When it comes to delivery, “fast” isn’t fast enough anymore for a lot of consumers.
A recent story in The Wall Street Journal takes a look at how — thanks in large part to Amazon Prime (and, more recently, Amazon Prime Now) — online shoppers’ increasingly unforgiving expectations with regards to the speed and the cost of delivery of their items is forcing eCommerce retailers to put the pedal to the metal, as it were, or risk getting left in the dust.
WSJ cites a 2015 holiday survey from Deloitte showing that more than nine out of 10 shoppers consider “same-day,” “next-day” and “two-day” delivery to be “fast,” while only 63 percent would use that term to describe three-to-four-day shipping and a scant 18 percent would deem five-to-seven-day shipping as “fast.”
The same survey also bore out that online shoppers would, on average, pay, at most, $5.10 for same-day shipping, while 25 percent would expect to pay nothing at all.
“Amazon kind of set the path for everyone with Prime. People just expect things faster,” Heather Kaminetsky, vice president of global marketing at NET-A-PORTER, told WSJ.

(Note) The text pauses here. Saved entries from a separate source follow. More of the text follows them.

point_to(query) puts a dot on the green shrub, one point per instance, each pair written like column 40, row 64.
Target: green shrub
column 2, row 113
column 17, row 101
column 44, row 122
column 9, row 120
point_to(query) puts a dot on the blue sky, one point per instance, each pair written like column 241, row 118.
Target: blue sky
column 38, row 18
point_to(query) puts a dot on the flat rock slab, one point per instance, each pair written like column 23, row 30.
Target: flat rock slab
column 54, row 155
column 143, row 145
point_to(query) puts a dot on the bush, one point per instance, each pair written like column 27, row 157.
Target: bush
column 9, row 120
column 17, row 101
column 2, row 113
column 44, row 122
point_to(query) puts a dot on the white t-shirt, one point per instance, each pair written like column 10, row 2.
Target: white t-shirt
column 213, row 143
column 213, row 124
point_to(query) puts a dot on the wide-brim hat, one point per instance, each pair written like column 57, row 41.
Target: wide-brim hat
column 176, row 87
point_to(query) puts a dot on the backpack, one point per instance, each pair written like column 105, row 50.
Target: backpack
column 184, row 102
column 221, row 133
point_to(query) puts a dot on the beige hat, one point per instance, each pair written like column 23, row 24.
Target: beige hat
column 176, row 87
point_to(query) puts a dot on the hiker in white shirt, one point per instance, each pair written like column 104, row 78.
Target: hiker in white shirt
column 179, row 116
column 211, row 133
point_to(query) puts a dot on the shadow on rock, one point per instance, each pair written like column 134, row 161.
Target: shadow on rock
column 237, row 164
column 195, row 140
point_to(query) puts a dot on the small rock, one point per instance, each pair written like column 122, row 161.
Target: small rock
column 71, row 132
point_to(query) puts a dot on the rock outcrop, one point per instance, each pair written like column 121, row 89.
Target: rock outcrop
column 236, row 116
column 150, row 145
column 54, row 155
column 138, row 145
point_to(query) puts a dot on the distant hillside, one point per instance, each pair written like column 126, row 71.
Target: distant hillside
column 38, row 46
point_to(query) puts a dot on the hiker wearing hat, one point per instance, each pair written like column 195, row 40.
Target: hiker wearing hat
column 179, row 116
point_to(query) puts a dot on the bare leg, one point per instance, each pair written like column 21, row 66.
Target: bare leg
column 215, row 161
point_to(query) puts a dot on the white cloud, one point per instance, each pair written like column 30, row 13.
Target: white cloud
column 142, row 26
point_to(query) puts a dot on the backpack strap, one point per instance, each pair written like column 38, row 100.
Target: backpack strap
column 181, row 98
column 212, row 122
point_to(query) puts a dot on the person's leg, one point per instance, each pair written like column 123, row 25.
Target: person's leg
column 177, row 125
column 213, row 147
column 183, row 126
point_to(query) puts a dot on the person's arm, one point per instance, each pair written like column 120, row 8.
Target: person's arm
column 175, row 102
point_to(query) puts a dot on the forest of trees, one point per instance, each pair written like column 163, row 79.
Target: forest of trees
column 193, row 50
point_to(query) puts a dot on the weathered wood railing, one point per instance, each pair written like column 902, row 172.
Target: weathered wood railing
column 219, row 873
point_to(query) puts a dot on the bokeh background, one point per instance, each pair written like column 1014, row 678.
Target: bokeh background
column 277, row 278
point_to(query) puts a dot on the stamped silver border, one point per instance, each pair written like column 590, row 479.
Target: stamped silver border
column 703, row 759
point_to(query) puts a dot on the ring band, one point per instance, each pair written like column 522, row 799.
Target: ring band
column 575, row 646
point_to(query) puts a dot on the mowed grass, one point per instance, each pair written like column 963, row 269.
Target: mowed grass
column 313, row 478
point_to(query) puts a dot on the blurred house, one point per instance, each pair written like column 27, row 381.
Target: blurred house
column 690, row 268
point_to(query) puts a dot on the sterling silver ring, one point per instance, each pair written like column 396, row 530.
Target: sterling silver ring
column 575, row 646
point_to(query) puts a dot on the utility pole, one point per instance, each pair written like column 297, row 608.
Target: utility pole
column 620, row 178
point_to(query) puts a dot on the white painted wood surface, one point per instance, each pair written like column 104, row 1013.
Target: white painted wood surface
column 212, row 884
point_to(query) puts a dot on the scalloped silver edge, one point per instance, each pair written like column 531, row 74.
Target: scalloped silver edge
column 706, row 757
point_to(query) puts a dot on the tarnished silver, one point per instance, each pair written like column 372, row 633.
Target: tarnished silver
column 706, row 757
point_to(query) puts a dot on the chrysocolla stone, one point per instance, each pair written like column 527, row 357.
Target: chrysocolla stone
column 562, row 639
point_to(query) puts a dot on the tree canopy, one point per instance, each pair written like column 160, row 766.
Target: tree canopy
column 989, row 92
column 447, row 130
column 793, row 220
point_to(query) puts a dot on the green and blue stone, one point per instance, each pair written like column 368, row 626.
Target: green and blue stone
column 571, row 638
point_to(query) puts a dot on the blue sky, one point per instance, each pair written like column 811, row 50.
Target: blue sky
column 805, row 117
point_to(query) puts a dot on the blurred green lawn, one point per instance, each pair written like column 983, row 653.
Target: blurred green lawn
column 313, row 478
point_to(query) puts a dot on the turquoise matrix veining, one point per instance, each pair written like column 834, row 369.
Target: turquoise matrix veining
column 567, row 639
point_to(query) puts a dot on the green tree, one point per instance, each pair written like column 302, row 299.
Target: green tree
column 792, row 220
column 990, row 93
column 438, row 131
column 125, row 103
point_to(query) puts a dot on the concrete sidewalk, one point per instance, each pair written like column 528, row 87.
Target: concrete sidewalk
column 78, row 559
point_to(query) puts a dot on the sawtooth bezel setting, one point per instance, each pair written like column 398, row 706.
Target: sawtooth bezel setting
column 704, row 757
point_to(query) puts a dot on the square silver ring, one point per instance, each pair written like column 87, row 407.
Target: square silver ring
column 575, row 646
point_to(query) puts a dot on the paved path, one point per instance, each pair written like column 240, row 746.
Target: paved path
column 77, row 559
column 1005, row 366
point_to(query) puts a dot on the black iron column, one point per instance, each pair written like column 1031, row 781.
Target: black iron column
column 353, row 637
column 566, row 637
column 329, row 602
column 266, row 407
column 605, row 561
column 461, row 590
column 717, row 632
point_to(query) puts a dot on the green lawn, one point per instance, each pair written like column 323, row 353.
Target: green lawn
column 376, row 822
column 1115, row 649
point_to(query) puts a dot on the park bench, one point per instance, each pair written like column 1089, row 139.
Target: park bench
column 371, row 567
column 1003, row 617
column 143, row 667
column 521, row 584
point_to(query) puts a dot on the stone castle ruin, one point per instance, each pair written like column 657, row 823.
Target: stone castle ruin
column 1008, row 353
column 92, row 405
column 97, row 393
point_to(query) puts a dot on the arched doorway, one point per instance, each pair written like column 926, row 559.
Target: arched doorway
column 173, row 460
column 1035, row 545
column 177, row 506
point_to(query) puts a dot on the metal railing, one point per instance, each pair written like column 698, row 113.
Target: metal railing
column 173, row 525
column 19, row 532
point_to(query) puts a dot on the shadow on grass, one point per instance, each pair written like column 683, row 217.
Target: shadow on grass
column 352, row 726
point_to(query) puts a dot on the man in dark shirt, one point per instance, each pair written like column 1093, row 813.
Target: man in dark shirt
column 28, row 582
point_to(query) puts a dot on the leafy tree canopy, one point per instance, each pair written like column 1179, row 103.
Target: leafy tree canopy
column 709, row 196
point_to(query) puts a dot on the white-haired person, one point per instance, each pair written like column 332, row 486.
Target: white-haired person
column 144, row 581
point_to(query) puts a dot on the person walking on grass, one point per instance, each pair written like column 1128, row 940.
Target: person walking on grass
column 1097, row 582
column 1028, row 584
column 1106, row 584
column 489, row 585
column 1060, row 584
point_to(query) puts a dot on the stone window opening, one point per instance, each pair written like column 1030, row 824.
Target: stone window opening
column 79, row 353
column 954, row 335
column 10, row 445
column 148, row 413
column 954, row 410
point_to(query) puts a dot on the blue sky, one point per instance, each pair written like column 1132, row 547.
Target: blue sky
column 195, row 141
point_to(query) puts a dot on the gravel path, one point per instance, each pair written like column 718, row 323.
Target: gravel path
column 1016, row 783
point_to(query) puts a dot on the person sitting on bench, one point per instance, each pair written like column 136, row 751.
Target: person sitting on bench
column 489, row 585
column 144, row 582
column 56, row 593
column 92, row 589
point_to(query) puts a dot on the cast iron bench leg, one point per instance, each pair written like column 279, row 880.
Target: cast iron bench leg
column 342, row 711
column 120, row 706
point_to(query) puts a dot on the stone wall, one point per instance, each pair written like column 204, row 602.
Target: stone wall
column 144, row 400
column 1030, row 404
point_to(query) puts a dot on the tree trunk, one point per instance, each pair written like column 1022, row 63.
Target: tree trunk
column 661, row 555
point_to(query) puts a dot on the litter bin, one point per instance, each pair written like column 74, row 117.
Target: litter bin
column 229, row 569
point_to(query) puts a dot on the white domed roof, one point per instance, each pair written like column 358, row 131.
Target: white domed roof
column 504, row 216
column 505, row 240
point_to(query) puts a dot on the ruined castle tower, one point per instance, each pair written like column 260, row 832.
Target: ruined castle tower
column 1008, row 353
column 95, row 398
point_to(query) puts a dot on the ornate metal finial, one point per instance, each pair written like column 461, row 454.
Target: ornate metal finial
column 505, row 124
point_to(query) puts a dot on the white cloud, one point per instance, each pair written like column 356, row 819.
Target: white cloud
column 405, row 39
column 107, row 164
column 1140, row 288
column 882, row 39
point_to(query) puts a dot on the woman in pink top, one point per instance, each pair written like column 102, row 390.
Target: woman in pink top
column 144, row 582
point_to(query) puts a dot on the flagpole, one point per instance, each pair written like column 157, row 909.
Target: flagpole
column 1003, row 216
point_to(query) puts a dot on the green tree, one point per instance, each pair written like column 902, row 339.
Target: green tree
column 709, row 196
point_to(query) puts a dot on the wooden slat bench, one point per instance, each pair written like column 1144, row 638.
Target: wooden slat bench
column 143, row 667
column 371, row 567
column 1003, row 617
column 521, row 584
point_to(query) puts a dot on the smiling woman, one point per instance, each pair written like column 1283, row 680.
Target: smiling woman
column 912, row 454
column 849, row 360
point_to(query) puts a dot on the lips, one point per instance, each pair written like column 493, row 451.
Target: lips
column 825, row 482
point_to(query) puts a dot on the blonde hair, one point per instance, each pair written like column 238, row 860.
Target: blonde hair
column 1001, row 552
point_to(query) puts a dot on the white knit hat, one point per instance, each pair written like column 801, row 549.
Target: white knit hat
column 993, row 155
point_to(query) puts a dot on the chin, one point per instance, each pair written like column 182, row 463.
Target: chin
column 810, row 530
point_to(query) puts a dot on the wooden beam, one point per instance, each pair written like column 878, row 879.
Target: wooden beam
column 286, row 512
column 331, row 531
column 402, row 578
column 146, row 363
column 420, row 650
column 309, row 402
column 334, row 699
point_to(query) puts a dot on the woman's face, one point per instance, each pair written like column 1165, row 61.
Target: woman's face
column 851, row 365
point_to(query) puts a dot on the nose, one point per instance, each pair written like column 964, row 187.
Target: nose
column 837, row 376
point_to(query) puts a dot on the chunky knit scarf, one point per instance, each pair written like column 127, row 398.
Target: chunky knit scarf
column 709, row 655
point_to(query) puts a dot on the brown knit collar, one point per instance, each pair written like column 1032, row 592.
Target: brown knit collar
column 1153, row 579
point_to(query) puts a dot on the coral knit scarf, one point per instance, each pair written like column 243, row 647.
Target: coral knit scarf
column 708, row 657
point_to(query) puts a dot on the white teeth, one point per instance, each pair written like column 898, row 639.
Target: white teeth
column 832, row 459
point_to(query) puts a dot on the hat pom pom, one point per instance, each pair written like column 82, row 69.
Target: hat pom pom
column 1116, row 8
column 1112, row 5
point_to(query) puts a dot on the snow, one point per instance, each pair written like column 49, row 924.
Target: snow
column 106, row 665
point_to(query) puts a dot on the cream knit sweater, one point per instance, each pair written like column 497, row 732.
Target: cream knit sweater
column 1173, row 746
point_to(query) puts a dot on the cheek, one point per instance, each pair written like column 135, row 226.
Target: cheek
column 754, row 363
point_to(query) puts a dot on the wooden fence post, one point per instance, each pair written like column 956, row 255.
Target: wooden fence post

To meet those evolving expectations, WSJ shares, retailers of all shapes and sizes — including NET-A-PORTER, Cole Haan, Gap and Everlane, among others — in addition to building more distribution centers and improving ship-to-store logistics, are exploring creative solutions to speed up shipping times and reduce the price of delivery, while keeping their own costs down.
While NET-A-PORTER has recently begun offering same-day delivery service in New York, London and Hong Kong, Cole Haan has implemented two-day shipping on online orders exceeding $250.
A company spokeswoman for Gap Inc. told WSJ that improved logistics and routing via new technology are allowing the company (which includes Banana Republic and Old Navy, as well as its namesake store) to shorten its free shipping window from seven to nine business days to five to seven business days.
The unending goal, brought about by Amazon Prime, of competing eCommerce retailers shortening the shipping window with little to no effect on the cost to consumer is, in effect, an attempt to mirror the immediacy of in-store purchases with ones made online, which, the WSJ story adds, can reduce the return rate in the latter case.
As David Maddocks, chief marketing officer at Cole Haan, told the outlet: “When you go to a store, you have that wonderful delight of carrying the bag down the street. Online, after you click, you have to wait. And, during that time, you can fall out of love.”